Retrieve your microfilm from the Consultation Reading Room shelves, which are organized by the first letter of your surname, or retrieve self-serve microfilm from the Consultation Reading Room microfilm drawers.
Sign in with the Consultation staff in the Microfilm Reading Room for access to a microform reader.
Ask the Consultation Staff for assistance if you require help loading the microform onto the readers.
Bring your own flash drive or CD/DVD to save digital copies of the material. Printed copies may also be purchased using a copy card, available at the Consultation Office.
When making digital scans from microform, please complete a “photo permission” form (used primarily for statistical purposes).
Be aware that making copies from microform (either on paper or as digital images) can only be done during service hours.
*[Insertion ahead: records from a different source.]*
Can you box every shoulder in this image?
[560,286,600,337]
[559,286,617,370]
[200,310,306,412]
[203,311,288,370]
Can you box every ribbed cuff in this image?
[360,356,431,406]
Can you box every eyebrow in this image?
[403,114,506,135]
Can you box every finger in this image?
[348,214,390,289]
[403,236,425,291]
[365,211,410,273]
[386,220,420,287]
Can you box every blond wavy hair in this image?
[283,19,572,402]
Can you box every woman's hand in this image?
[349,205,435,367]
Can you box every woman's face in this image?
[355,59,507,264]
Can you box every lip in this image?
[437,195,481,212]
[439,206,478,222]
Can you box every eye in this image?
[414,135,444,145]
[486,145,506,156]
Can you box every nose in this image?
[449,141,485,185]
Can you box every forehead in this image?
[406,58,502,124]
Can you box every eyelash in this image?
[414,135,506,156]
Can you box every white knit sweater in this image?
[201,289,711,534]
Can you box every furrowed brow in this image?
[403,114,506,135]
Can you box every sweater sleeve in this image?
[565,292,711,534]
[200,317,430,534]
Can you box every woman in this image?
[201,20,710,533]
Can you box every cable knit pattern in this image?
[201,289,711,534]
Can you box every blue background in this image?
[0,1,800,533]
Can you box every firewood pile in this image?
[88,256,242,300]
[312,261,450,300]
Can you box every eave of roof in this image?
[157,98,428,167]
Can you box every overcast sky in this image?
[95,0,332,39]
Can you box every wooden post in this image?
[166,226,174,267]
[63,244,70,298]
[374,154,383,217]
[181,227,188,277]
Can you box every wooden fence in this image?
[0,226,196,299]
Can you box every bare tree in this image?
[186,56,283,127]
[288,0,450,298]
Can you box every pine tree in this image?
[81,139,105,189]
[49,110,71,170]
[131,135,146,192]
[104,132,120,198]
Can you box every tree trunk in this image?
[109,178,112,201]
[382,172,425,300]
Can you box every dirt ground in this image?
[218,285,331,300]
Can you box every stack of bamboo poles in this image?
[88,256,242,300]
Place the self-serve microfilm reels on the return shelf, located behind the Consultation staff’s desk (in the Microfilm Reading Room) when you are finished with them.
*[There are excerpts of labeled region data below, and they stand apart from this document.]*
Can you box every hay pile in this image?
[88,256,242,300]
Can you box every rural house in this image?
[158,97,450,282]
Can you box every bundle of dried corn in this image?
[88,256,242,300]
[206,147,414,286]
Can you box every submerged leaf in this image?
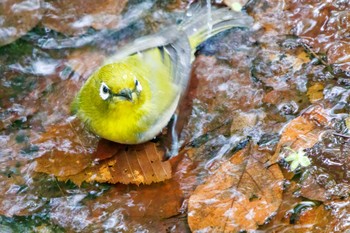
[35,121,171,185]
[58,142,171,185]
[270,105,329,164]
[188,145,283,232]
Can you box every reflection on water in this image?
[0,0,350,232]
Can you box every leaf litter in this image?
[0,1,350,232]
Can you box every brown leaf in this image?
[269,105,329,164]
[188,145,283,232]
[307,83,324,103]
[58,142,171,185]
[0,0,41,46]
[42,0,127,35]
[300,171,329,201]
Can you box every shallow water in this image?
[0,0,350,232]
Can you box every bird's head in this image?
[91,63,144,109]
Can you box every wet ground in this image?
[0,0,350,232]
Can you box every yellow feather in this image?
[72,6,251,144]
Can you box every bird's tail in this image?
[180,4,253,51]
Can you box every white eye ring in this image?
[135,78,142,92]
[100,82,110,100]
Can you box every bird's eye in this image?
[135,79,142,92]
[100,83,110,100]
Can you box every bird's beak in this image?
[116,88,132,101]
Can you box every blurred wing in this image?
[103,26,192,97]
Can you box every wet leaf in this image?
[42,0,127,35]
[270,105,329,164]
[307,83,324,103]
[188,147,283,232]
[0,0,41,46]
[59,142,171,185]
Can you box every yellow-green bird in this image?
[72,8,252,144]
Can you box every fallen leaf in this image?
[269,105,329,164]
[0,0,41,46]
[58,142,171,185]
[307,83,324,103]
[300,134,350,201]
[42,0,127,35]
[300,171,330,201]
[188,147,283,232]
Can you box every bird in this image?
[72,5,253,144]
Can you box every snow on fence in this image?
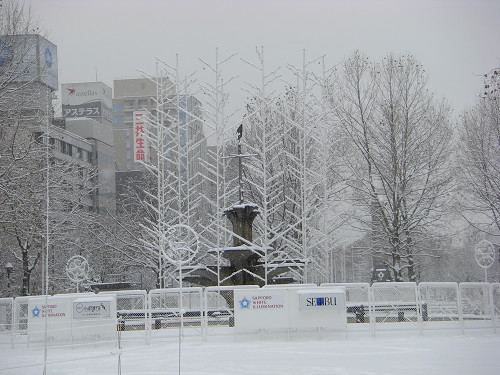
[0,282,500,345]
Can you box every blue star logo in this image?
[31,306,40,318]
[240,297,250,309]
[45,48,52,68]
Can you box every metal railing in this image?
[0,282,500,345]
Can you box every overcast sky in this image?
[31,0,500,113]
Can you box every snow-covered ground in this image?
[0,330,500,375]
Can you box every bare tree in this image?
[330,52,452,281]
[459,69,500,230]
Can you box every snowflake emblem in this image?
[240,297,250,309]
[31,306,40,318]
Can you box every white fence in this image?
[0,282,500,345]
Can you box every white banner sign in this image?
[73,301,111,319]
[28,302,67,319]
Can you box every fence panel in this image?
[458,283,493,328]
[321,283,373,331]
[491,283,500,330]
[370,282,422,330]
[418,282,461,329]
[149,288,204,337]
[99,290,150,340]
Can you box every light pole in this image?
[5,262,14,297]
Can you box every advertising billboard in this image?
[61,82,113,121]
[133,111,150,162]
[0,34,58,90]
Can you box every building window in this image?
[124,100,135,111]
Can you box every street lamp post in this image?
[5,262,14,297]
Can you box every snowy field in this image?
[0,330,500,375]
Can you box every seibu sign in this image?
[234,286,347,331]
[298,290,345,310]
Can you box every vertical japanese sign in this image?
[134,111,149,162]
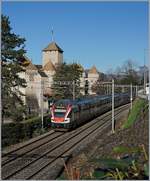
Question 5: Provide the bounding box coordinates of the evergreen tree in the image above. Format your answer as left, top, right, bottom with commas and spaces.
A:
52, 63, 83, 99
1, 15, 26, 121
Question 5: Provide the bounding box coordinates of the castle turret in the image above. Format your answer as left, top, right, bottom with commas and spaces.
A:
42, 42, 63, 67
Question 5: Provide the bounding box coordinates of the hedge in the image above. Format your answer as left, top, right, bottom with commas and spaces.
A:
2, 114, 50, 147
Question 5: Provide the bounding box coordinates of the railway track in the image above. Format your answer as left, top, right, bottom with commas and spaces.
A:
2, 105, 128, 179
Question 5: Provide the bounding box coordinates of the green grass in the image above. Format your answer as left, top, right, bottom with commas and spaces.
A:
122, 99, 146, 128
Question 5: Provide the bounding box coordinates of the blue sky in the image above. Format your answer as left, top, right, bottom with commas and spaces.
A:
2, 2, 148, 72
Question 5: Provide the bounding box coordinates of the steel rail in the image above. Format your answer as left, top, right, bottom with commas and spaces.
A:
4, 105, 128, 179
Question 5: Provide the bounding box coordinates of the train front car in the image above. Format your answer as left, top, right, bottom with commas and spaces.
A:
51, 100, 72, 129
Return published microform (that is, the ones you have ordered via AMICUS), to the Published Material return shelf located near the Consultation Office.
Consult the Special Collections staff for access to the National Map Collection (NMC) microfiche.
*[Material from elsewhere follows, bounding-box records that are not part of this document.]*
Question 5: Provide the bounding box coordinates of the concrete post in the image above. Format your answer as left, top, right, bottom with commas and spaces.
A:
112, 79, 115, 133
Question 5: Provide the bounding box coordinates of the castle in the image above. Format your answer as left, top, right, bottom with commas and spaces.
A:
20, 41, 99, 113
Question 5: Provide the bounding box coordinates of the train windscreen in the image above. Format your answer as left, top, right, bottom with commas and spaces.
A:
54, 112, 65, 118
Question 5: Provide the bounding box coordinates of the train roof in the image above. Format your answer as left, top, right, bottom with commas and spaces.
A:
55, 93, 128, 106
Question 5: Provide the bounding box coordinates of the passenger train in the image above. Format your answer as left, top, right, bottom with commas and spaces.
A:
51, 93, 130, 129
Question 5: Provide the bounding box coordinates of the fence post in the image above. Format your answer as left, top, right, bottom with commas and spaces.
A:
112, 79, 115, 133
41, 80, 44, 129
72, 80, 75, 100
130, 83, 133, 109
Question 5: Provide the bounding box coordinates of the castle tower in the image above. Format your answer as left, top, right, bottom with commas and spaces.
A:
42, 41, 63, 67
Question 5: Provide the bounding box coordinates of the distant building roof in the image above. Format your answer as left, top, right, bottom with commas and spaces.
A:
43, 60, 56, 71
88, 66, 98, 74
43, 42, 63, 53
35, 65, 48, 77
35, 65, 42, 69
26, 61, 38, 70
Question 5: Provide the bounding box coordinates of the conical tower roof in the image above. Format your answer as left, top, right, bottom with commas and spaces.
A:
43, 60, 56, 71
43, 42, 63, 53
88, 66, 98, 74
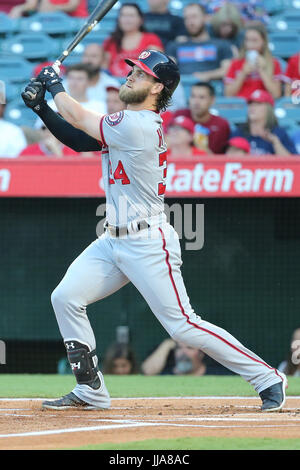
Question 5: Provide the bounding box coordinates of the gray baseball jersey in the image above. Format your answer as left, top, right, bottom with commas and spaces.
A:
100, 110, 167, 226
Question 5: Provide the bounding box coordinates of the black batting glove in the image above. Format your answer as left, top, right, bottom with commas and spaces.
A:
21, 78, 47, 111
37, 67, 65, 98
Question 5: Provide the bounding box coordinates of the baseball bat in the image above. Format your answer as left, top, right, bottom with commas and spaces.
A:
26, 0, 118, 99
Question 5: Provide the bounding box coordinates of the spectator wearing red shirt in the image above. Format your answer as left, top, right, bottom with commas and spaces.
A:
166, 116, 206, 159
103, 3, 164, 77
224, 22, 284, 99
284, 52, 300, 96
174, 82, 230, 154
225, 137, 251, 157
10, 0, 89, 18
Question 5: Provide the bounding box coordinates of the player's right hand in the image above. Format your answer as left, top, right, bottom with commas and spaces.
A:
21, 78, 46, 111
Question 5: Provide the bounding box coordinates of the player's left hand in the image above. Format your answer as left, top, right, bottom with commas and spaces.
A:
36, 66, 62, 93
21, 78, 46, 111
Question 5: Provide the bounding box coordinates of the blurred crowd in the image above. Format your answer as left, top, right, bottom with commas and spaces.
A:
0, 0, 300, 159
75, 327, 300, 377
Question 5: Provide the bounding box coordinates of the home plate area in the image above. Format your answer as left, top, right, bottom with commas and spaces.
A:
0, 397, 300, 449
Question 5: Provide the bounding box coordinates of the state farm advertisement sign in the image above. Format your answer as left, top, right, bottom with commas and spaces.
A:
0, 156, 300, 197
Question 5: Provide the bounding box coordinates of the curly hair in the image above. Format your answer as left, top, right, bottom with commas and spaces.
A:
156, 80, 172, 112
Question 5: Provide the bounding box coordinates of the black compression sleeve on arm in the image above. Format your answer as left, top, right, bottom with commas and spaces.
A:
35, 102, 102, 152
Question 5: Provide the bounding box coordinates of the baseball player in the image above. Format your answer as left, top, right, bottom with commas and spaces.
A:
22, 50, 287, 411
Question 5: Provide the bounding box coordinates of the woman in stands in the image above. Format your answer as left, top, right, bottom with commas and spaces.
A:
208, 3, 244, 57
232, 90, 297, 156
224, 22, 283, 99
284, 52, 300, 97
103, 3, 163, 77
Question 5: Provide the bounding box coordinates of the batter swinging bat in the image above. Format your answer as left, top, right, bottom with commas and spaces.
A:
26, 0, 118, 99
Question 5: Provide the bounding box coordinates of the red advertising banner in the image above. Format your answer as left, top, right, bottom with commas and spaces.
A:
0, 155, 300, 197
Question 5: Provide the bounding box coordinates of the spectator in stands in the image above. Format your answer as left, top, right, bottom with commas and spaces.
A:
103, 3, 164, 77
277, 328, 300, 377
19, 121, 78, 158
106, 86, 126, 114
0, 103, 27, 158
81, 43, 119, 102
141, 338, 226, 376
284, 52, 300, 97
103, 343, 138, 375
167, 3, 232, 81
291, 129, 300, 155
174, 82, 230, 154
200, 0, 269, 24
225, 137, 251, 157
144, 0, 186, 47
224, 23, 283, 99
166, 116, 206, 160
9, 0, 88, 18
232, 90, 297, 156
48, 64, 106, 114
209, 3, 244, 57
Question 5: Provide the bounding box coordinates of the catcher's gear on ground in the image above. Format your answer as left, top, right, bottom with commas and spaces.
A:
37, 67, 65, 98
21, 78, 46, 111
125, 49, 180, 94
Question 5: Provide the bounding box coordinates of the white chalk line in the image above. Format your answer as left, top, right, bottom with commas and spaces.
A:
0, 396, 300, 438
0, 422, 298, 438
0, 395, 300, 402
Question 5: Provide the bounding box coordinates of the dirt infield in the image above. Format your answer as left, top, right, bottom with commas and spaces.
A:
0, 397, 300, 450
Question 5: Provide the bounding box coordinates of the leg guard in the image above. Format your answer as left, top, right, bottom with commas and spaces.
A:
65, 341, 101, 390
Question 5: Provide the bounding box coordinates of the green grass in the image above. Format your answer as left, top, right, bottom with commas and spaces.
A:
0, 374, 300, 398
71, 437, 300, 451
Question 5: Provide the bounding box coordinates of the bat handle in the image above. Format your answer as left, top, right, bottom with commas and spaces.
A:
52, 59, 61, 75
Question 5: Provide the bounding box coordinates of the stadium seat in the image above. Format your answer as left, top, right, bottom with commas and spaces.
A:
20, 11, 78, 37
211, 96, 248, 124
1, 33, 61, 60
0, 56, 33, 83
269, 31, 300, 60
4, 98, 36, 127
275, 97, 300, 123
268, 8, 300, 32
263, 0, 285, 15
62, 30, 107, 56
0, 12, 19, 37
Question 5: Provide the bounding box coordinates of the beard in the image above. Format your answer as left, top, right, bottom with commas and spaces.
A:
188, 24, 205, 38
119, 84, 149, 104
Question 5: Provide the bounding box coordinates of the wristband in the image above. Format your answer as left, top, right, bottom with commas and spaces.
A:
49, 82, 66, 98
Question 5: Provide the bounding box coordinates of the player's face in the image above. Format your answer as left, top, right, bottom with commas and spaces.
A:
106, 90, 124, 114
119, 65, 156, 104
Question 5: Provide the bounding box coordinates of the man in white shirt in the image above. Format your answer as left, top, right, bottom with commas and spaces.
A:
0, 104, 27, 158
82, 43, 120, 101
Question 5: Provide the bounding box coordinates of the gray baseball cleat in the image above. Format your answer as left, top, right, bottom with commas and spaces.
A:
259, 373, 287, 411
42, 392, 102, 410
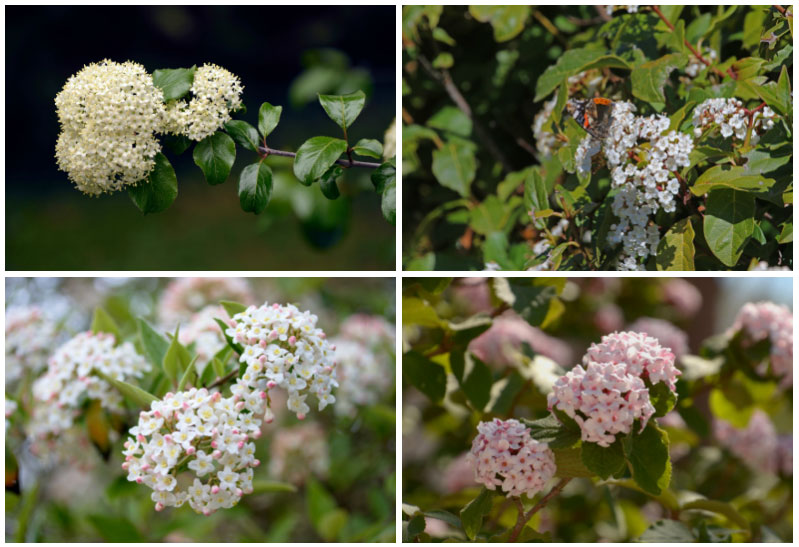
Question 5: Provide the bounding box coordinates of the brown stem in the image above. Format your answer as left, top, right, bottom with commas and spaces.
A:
508, 477, 572, 543
258, 146, 380, 169
418, 55, 513, 173
652, 6, 738, 80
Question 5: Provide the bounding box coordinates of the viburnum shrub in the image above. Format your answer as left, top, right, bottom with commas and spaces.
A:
403, 277, 793, 542
55, 59, 396, 224
402, 5, 793, 271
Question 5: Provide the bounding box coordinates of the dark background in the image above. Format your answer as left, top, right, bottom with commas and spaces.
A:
5, 6, 396, 270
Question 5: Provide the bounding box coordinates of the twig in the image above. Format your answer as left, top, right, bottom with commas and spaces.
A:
508, 477, 572, 543
258, 146, 380, 169
652, 6, 738, 80
418, 55, 513, 173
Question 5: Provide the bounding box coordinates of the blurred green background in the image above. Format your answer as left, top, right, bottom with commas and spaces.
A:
6, 6, 396, 270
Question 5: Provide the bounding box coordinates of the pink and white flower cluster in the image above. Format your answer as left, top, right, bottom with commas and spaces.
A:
269, 423, 330, 486
731, 302, 793, 386
158, 277, 253, 330
6, 306, 58, 385
225, 303, 338, 419
31, 331, 150, 435
471, 418, 556, 497
122, 388, 267, 515
547, 332, 680, 447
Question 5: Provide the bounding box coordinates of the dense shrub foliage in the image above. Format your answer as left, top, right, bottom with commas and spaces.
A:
402, 6, 793, 270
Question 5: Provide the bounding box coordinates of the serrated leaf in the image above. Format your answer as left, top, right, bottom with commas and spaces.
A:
153, 66, 197, 102
258, 103, 283, 138
461, 488, 492, 540
192, 131, 236, 184
319, 90, 366, 133
225, 120, 260, 152
128, 152, 178, 215
239, 161, 272, 215
294, 137, 347, 186
352, 139, 383, 160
Don’t place self-serve microfilm reels in your locker. When self-serve microfilm reels are not being used, they must be available for other clients.
Don’t disobey the Copyright Act by making digital copies of newspapers less than 100 years old. For more information, please consult the rules posted by each photocopier.
Don’t leave microfilm reels at your work station or on top of cabinets.
For more details, be sure to ask our on-site Consultation staff. They are ready to answer any additional questions you may have.
Questions or comments? We would love to hear from you!
We are pleased to announce that you can now access 121,302 new images of immigration records on our website, with the Microform Digitization research tool.
Before 1908, people were able to move freely across the border from the United States into Canada. Beginning in that year, entry ports were established along the border. From 1908 to 1918, and from 1925 to 1935, border entry records were compiled in a list format to record the names of immigrants.
By providing these images online, Library and Archives Canada (LAC) is now offering all immigration records containing nominal information for immigrants from 1865 to 1935 in its custody. Discover these valuable resources with the Microform Digitization research tool, which allows you to browse, page by page, the border entry records.
For more information on recent announcements at LAC, visit “News”.
When searching for archival material (i.e., diaries, photographs etc.), use Archives Search. You will be able to search database records, known as “archival descriptions”. Sometimes the contents of the record have not yet been digitized. When this is the case, use one of the following methods to consult the material:
For Published Material – Use Library Search/AMICUS
When searching for published material (i.e., books, newspapers, etc.), use either our Library Search or, for more search features, use our AMICUS catalogue. The search results will often be database records (known as “bibliographic records”) and not full-text online documents. There are three ways you may consult the material:
In person at 395 Wellington Street, Ottawa: You may order published materials in advance of your visit. Please contact us by telephone and select option 8 in the automated menu. You may request up to five items per day.
Library and Archives Canada (LAC) has over 2,300 Canadian newspapers dating back to the mid-1700s, which you can access on microfilm reels or microfiche cards. Begin your research with our Geographical List, which provides the titles of community newspapers held at LAC for a given time period.
For example, to find news coverage of Queen Elizabeth II touring Rimouski,Quebec, in November 1951, on her first royal visit to Canada as Princess Elizabeth, you would follow these steps:
A list of localities will appear for Quebec. Select Rimouski – Sweetsburg. You will find a list of 14 newspapers for Rimouski,Quebec, with titles appearing in red. Each title is followed by a shelf number (e.g., NJ.FM.2006), a range of dates* (e.g., ja 2001–nov 2004), and an AMICUS number (e.g., AN 9745700).
The fourth title, L’Écho du Bas St-Laurent, shows the range of dates 3 mr 1933–29 av 1970. This means that LAC has that newspaper on microfilm from March 3, 1933, to April 29, 1970.
Now that you have found a newspaper likely to have covered the event in 1951, write down the AMICUS number—in this case AN 7419576. You will need it to order the microfilm reel for consultation.